Le suicide altruiste résultant d'une hyperintégration (suicide du militaire), le suicide égoïste résultant d'une hypointégration (suicide du célibataire), le suicide fataliste résultant d'un excès de réglementation (suicide des époux mariés trop jeunes) et le suicide anomique résultant d'une insuffisance de régulation (suicides des crises de prospérité, déception face aux ambitions déçues). Il démontre de même que le taux de suicide est plus élevé en été qu'en hiver, le jour que la nuit en début de semaine plutôt qu'en fin de semaine, c'est à dire au moment où l'activité sociale est la plus intense.

C. Les formes élémentaires de la vie religieuse.

Il définit la religion : "un système de croyances solidaires et de pratiques relatives aux choses sacrées (...) qui unissent en une même communauté morale, appelé Église, ceux qui y adhèrent". Ainsi le monde profane s'opposerait à l'univers du sacré lequel est structuré par des croyances et des rites (totémisme). Nous pouvons remarquer qu'il ne fait aucune allusion à une divinité. Pour lui, l'origine de la religion, c'est la société elle-même. Le sacré incarné dans la réalité sociale est définit comme une mana, une force anonyme. "La société est à ses membres ce que Dieu est à ses fidèles". La religion serait donc une transfiguration de la société.
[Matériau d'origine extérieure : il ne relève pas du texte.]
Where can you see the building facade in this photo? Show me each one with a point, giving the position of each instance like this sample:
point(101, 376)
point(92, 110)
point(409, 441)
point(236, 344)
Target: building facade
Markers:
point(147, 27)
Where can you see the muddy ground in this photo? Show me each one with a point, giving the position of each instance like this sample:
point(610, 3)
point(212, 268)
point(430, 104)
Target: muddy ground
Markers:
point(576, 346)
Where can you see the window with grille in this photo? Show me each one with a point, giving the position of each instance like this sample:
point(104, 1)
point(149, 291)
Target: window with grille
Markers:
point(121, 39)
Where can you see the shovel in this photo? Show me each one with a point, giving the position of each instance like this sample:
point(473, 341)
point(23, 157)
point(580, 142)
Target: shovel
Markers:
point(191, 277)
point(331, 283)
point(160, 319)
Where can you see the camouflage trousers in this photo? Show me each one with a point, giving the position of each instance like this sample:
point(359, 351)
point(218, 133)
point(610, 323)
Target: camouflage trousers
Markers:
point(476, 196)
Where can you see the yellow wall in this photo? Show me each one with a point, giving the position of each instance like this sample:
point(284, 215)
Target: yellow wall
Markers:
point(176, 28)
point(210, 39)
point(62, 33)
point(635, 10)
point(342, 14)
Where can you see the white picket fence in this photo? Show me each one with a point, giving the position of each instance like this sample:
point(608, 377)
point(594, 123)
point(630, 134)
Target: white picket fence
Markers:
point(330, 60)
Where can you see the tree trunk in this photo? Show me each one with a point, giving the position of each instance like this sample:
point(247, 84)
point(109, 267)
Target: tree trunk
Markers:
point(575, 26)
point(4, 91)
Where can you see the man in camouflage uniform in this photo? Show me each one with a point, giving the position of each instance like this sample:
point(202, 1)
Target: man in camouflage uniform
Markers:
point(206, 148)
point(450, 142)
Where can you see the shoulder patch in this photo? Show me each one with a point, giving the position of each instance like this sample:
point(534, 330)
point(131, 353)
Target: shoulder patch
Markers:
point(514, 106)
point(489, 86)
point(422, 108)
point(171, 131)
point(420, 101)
Dans l'Éducation morale, il développe l'idée selon laquelle, morale et religion étaient indissociables avant que la morale ne s'autonomise et ne se laïcise. Puis, il pose les principes de la morale civique : l'esprit de discipline, l'attachement au groupe, l'autonomie de la volonté (libre acceptation des deux premiers préceptes). C'est l'école qui doit enseigner la morale aux enfants et les transformer en êtres sociaux. En ce sens, le maître est une sorte de prêtre.